Harrogate Herald - 31st January 1917

Private J W Dixon, in a letter from the Front, says :

Just a few lines to you all, hoping you are in the best of health as it leaves m at present. We are having some bad weather out here. We cannot but safety razors, so if you cane let me have one I shall be very pleased to receive it. All the boys I see every day are looking well. Kindly give my best respects to Mr Breare.

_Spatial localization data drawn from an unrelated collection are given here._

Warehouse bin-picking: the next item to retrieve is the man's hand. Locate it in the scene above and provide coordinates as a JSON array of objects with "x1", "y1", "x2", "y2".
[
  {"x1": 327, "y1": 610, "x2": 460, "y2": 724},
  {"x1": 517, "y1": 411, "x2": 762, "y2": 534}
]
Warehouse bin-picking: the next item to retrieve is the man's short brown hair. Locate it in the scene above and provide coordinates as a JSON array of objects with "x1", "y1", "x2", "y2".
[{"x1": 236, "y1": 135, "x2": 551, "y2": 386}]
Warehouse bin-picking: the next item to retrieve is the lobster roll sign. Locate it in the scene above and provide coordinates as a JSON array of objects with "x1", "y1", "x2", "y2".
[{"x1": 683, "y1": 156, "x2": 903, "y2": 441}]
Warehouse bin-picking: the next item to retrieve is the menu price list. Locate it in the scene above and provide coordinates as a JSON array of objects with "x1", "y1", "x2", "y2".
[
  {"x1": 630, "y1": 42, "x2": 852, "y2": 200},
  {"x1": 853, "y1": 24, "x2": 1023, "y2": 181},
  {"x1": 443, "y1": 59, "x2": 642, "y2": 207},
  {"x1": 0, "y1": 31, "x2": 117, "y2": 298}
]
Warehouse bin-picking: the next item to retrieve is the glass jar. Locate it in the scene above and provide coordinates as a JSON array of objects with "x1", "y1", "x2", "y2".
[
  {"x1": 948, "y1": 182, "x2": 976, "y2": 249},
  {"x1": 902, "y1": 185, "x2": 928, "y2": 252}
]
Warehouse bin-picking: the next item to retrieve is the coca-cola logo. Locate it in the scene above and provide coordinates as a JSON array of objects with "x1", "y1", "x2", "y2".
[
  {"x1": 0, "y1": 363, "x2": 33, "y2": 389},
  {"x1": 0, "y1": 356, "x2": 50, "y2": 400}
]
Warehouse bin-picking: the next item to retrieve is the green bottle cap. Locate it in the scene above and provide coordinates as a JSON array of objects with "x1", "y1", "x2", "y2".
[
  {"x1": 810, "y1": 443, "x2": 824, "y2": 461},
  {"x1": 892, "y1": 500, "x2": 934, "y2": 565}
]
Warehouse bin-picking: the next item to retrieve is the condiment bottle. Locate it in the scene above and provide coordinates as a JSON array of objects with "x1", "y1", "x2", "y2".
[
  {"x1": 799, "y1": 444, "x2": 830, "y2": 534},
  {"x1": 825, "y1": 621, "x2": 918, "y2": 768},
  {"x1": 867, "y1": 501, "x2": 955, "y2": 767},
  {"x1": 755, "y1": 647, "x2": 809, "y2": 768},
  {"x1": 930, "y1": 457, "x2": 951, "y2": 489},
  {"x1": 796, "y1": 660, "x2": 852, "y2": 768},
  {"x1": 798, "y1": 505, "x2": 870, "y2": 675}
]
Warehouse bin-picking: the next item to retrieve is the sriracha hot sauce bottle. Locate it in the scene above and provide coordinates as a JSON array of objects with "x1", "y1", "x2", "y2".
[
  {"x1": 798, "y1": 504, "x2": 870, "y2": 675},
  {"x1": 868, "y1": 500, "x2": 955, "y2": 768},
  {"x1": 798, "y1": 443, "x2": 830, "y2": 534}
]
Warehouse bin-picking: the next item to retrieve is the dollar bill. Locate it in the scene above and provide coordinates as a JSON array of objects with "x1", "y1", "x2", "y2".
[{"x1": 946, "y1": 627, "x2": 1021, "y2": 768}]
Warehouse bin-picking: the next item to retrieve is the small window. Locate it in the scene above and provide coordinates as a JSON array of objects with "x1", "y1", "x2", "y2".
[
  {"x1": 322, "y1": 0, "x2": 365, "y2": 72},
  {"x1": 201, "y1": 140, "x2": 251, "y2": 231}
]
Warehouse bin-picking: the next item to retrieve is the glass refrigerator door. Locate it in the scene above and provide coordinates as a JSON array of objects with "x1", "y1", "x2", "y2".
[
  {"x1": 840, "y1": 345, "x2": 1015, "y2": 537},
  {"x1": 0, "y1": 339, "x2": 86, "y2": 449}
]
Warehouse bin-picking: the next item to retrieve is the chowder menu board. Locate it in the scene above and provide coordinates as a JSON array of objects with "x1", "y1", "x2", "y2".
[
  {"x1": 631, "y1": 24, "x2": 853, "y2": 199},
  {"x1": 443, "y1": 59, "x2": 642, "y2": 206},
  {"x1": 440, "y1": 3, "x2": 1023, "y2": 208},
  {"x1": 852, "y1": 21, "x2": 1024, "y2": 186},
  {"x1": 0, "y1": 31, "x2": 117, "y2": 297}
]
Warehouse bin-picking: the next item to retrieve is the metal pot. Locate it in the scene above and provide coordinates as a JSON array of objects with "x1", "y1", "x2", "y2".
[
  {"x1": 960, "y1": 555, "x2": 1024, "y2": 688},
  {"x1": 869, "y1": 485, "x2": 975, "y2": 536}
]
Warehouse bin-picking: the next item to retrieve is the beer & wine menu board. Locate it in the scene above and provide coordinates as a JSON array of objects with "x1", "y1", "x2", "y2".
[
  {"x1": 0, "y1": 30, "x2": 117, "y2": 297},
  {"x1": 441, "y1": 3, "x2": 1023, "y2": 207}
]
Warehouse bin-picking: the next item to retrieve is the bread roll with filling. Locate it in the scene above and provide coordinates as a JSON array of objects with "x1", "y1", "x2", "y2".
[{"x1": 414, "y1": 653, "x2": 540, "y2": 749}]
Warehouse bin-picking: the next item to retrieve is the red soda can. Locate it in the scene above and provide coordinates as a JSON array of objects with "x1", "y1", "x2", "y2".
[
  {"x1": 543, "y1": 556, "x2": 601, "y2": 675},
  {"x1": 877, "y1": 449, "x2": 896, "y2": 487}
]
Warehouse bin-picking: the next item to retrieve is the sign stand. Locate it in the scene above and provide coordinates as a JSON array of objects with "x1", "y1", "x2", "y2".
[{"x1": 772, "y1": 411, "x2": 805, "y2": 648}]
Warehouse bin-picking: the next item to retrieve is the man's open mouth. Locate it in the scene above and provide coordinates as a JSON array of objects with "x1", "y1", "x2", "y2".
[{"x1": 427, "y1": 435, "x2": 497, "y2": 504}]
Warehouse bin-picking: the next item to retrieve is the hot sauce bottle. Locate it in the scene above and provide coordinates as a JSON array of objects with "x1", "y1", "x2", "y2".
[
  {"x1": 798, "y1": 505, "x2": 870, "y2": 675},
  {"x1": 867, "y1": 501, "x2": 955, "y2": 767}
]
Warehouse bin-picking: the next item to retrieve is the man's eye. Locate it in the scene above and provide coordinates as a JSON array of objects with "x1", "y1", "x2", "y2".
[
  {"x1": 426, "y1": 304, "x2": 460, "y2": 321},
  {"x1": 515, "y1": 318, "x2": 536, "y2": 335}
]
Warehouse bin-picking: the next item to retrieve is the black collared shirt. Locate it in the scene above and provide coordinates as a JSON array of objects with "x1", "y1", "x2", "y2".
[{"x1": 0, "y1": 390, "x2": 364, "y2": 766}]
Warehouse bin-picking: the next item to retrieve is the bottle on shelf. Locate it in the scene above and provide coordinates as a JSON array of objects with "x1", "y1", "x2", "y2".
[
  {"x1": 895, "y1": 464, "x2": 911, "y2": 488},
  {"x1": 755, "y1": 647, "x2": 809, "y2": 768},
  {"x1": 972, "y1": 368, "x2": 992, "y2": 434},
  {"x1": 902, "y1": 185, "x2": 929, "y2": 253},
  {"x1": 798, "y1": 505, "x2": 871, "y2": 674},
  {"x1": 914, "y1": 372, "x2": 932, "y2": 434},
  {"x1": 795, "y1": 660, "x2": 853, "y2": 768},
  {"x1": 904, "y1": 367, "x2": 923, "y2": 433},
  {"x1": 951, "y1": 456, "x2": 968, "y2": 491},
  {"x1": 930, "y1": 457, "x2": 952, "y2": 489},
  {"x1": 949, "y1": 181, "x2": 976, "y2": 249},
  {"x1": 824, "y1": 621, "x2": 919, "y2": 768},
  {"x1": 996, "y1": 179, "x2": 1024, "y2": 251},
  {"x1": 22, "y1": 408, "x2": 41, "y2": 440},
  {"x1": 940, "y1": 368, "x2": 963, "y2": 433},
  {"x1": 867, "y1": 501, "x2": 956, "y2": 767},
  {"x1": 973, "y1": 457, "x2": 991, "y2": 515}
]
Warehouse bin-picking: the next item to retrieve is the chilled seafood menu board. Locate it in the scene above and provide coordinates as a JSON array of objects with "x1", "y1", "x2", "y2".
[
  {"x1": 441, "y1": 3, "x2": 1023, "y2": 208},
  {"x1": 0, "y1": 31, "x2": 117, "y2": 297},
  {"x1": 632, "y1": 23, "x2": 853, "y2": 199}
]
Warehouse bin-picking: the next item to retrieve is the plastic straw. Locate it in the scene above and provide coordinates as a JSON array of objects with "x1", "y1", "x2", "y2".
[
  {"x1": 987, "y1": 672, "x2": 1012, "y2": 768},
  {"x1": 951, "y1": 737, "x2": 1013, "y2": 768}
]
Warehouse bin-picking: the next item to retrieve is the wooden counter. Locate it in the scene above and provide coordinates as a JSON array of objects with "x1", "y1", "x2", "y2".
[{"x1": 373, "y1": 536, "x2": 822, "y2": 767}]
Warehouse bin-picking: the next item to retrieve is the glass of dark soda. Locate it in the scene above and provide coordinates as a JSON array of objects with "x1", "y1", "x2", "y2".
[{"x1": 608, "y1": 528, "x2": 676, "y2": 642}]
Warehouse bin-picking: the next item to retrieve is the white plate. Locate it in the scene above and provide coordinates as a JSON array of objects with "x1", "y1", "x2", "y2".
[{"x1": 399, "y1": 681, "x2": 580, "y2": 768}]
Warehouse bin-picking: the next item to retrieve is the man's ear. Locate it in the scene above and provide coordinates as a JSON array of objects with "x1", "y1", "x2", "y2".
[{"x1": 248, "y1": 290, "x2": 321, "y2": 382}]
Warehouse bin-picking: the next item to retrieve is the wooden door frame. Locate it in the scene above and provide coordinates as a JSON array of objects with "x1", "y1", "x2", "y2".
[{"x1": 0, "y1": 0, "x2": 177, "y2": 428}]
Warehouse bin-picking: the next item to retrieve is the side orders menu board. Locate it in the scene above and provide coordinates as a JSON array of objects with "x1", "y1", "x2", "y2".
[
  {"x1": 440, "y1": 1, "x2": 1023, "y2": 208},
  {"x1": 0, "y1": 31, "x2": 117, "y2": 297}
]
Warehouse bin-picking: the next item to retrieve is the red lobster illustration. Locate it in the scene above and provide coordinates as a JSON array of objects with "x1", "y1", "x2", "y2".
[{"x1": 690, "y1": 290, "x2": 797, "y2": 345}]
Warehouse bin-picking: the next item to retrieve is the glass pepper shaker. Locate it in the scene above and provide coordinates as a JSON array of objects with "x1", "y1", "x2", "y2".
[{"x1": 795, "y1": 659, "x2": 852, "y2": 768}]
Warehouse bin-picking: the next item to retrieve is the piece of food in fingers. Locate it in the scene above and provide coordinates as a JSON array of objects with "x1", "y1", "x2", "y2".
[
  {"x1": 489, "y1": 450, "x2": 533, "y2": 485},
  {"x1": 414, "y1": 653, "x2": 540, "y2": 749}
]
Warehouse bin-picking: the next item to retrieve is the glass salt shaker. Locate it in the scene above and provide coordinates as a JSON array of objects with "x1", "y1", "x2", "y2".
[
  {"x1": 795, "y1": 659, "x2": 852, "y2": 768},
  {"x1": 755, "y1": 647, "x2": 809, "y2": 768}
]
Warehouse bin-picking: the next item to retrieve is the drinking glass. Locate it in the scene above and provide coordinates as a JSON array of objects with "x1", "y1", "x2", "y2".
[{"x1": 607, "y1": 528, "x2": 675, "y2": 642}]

Harrogate Herald - 16th May 1917

W H Breare letter

You Harrogate lads, when at home, have doubtless noticed the flower sellers at the Sulphur Well and in James Street. You will probably know by sight Patsy Donovan's wife, who carried on quite a business in this line. You will also have seen a man assisting her. His name was J W Dixon. He enlisted in July, 1915. well, he is now a soldier, and has been attacked in the Front by trench feet. At first in hospital in France, he was next transferred to London. He arrived home on Wednesday at 3 o'clock, and immediately came to see me. He still has a bit of a limp, and doesn't look so very strong. Moreover, he is 46 years of age, so I should imagine that he is likely to be given a lighter job, possibly at home. With him out in France was Sergeant-Major Horner, Sergeant Cole, and Sergeant Jackson, all of whom he talked to me about. His leave is for ten days; after that he will probably have to report to his depot. I often wonder how these lads do who are discharged from hospital. You know, they get no pay whilst there; it is deferred, and they have to wait until it is sent to them. I questioned Dixon on this point, and found that he had not the ready cash. However, I was able to tide him over until he received his arrears of pay. Mind you, the man did not ask me for any assistance at all. I suspected how it would be, and drew the facts from him. Dixon is a single man and on his own resources. I hope he will soon get strong again, for, as you know, trench feet are troublesome things. It speaks well for him at this age he should have volunteered for service. I can assure you he had gone through a good deal, for I have seen the list of affairs that he has been in. I had forgotten that he had only just then come in by train, so when I asked him if Harrogate didn't look nice, he smiled and replied that he "hadn't seen much of it, so far". I hope he will see a good deal of it, and derive comfort and enjoyment from being at home, even for ten days.